Он небрежно взял Пашу за подбородок.
– Эта девка, например, вполне сошла бы в Берлине за премиленькую фрейлейн, побывай она в салоне красоты. А вот такие аппетитные розанчики, майор, в твоем вкусе! Может быть, повеселимся, майор?
Люся – она уже хорошо понимала по-немецки – презрительно усмехнулась.
– О! Она даже умеет улыбаться. Какие косы! Ты, верно, распускаешь их на ночь? У тебя хорошие зубы. А ноги?
Он привстал, нагнулся, чтобы приподнять подол Люсиного платья, но тут в переулок въехал черный «оппель-капитан» с двумя немками-связистками в форме женского вспомогательного корпуса люфтваффе. Сидевшая за рулем смазливая белокурая блондинка высунулась из открытого бокового окна.

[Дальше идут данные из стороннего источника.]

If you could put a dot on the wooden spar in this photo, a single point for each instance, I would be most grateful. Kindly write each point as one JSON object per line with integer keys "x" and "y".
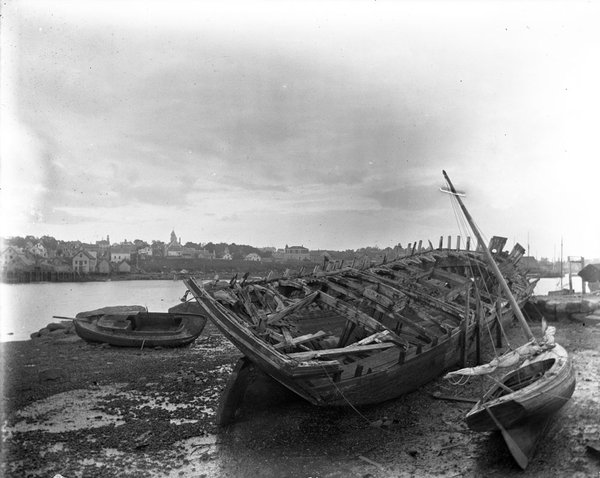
{"x": 492, "y": 263}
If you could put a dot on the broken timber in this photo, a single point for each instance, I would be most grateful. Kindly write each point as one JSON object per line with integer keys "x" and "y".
{"x": 360, "y": 334}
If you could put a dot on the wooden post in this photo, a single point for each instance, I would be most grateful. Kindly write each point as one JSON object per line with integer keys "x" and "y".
{"x": 478, "y": 332}
{"x": 493, "y": 265}
{"x": 498, "y": 325}
{"x": 466, "y": 328}
{"x": 570, "y": 278}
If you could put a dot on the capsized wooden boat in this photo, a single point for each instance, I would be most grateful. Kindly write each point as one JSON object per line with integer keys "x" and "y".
{"x": 133, "y": 326}
{"x": 521, "y": 403}
{"x": 349, "y": 336}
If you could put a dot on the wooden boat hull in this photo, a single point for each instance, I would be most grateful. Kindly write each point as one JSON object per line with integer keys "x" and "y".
{"x": 141, "y": 329}
{"x": 541, "y": 398}
{"x": 430, "y": 287}
{"x": 522, "y": 416}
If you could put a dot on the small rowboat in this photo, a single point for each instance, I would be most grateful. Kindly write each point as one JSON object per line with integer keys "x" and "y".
{"x": 131, "y": 327}
{"x": 523, "y": 401}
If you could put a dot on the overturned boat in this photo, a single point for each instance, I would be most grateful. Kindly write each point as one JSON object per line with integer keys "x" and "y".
{"x": 133, "y": 326}
{"x": 351, "y": 335}
{"x": 520, "y": 403}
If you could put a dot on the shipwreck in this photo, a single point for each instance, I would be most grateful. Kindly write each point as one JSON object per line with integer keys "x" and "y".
{"x": 359, "y": 334}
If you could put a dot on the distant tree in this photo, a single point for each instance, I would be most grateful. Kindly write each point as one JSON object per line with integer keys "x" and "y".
{"x": 49, "y": 243}
{"x": 158, "y": 248}
{"x": 17, "y": 241}
{"x": 140, "y": 244}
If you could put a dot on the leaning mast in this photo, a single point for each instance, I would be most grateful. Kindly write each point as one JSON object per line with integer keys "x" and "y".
{"x": 492, "y": 263}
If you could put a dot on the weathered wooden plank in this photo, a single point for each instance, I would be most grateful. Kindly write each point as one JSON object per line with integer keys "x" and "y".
{"x": 357, "y": 316}
{"x": 292, "y": 308}
{"x": 300, "y": 339}
{"x": 351, "y": 349}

– О, я не знала, что мой небесный рыцарь интересуется туземками! – с недоброй улыбкой сказала она капитану.
– Главное для летчика, – ответил тот, смеясь, – точный и верный рефлекс!

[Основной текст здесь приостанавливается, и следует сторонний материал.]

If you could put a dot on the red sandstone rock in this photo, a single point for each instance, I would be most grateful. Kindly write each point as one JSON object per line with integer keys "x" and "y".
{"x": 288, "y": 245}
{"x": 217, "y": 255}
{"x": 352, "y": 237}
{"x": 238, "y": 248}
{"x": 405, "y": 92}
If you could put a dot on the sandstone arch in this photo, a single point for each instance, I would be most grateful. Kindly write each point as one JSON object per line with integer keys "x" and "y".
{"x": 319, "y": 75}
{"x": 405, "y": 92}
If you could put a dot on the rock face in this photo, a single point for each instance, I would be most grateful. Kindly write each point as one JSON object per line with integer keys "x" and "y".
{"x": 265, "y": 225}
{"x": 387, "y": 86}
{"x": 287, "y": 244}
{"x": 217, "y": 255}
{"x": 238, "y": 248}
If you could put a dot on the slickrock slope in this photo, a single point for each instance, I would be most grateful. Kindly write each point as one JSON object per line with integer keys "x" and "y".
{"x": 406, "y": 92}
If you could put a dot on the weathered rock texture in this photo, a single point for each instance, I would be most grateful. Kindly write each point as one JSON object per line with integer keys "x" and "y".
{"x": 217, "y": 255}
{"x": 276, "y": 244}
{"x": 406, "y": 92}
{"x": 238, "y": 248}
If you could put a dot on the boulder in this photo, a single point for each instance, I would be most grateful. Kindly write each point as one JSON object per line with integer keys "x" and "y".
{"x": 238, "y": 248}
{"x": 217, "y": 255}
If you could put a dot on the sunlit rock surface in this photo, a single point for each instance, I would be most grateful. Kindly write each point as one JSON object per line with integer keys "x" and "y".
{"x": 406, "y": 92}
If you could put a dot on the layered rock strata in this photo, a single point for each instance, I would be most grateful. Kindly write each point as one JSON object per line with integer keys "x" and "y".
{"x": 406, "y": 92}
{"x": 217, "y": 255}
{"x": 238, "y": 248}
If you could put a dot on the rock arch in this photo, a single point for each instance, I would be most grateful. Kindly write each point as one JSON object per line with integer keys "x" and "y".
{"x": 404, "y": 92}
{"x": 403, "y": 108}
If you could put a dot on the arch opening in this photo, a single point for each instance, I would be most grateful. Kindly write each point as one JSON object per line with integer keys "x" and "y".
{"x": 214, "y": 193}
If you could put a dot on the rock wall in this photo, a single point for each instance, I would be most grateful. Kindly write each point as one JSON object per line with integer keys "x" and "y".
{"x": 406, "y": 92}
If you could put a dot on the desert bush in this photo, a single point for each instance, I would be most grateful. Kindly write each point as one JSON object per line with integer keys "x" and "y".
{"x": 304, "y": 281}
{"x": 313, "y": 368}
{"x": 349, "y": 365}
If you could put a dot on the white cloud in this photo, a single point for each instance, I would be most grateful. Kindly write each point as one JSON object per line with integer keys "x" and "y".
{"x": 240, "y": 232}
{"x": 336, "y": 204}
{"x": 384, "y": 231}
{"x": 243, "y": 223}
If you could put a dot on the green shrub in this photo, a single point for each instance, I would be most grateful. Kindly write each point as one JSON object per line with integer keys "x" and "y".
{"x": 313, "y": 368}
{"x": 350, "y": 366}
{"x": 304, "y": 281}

Немка презрительно улыбнулась, оглядывая Пашу и Люсю.
Люся, потупив глаза, заметила свое искаженное, карикатурное изображение в лакированной дверце черного «оппеля» и невольно сравнила себя с красивой немкой. Она отвернулась, пылая от обиды, сжевывая помаду с надутых губ.
– Туземка отворачивается? – медленно, с угрозой проговорила немка.
– Оставь ее, Эви! – засмеялся капитан, – Смешно! Неужели ты ревнуешь меня к этим аборигенам?! Поехали лучше на наш пикник!
Немцы и немки уехали. Паша проводила их потемневшими от ненависти глазами. Люся сорвала вдруг с головы свой жалкий бантик, швырнула его на землю и хотела было убежать, но Паша догнала ее, ухватила за руку.
Несмело подошел к девушкам Ян Маленький. Стефан бегом бросился к банту, поднял его и тоже подошел к ним.
– Пшепрашем! – проговорил он, робея, – Паненка потеряла бантик…
– Спасибо! – сказала Паша.
– Красивый бантик. Он панне очень к лицу…
– А тебе какое дело! – резко оборвала его Люся.
Паша ущипнула ее за руку, изобразила улыбку.
С неуклюжим поклоном, показав короткие светлые волосы с неровным боковым пробором, на ломаном русском языке отрекомендовался Ян Маленький:
– Пани позволит представиться: Ян Маньковский. А это мой коллега – Стефан Горкевич… Погода хорошая, верно?
– Где ж хорошая? Дождь будет, – удивилась Люся, выставив под первые капли ладошку.
– Да, будет дождь! – оживился Ян Маленький. – Лучше зайти в дом. Может быть, паненки хотят музыку послушать? Мой коллега Вацек купил со скуки патефон. Есть русские пластинки.
– Отчего же не послушать? – сказала Паша, – Мы музыку любим. Верно, Люся?
– Можно послушать, – выдавила Люся. – Послушаем, Паша?
– А вчера, – заявил Стефан, – мы от скуки танцевали друг с другом. А вы танцуете?
– Танцуем, – ответила Паша. – Это мы даже очень любим – танцевать…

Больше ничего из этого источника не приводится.